1. To move around (some place) in a quiet, sneaky, inconspicuous, or furtive manner. Why are you sneaking around the back yard like that? Are you trying to hide something? I hate sneaking around like this, but I don't want Sarah to know what I'm planning for her birthday.
2. To move past or attempt to move past someone or something in a sneaky, furtive manner so as not to be noticed. We need to get into that warehouse, but I don't know how we're going to sneak around those guards.
3. To bypass or attempt to bypass the control or authority of some person, group, or thing. The giant corporation has been accused of sneaking around local and international tax laws through the use of illegal shell companies in tax havens around the world. They've been sneaking around the approval of the board with their research.
sneak around (some place)
to move about a place in a sneaky or stealthy fashion.

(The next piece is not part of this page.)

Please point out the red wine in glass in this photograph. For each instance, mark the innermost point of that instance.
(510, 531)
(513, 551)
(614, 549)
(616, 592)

Please don't sneak around the house. It makes me nervous. Please stop sneaking around!
sneak around someone or something
1. Lit. to creep around or past someone or something. The cat sneaked around Molly and ran out the door. We had to sneak around the corner so we wouldn't be seen.
2. Fig. to circumvent the control or censorship of someone or some group. I think we can sneak around the board of directors and authorize this project ourselves. Yes, let's sneak around the board.
1. To move or operate in some place furtively or surreptitiously: The security guard caught the thief sneaking around the office after closing.
2. To do something without someone's knowledge, especially to engage in romantic relationships: I suspect her husband has been sneaking around. I think his wife was sneaking around on him.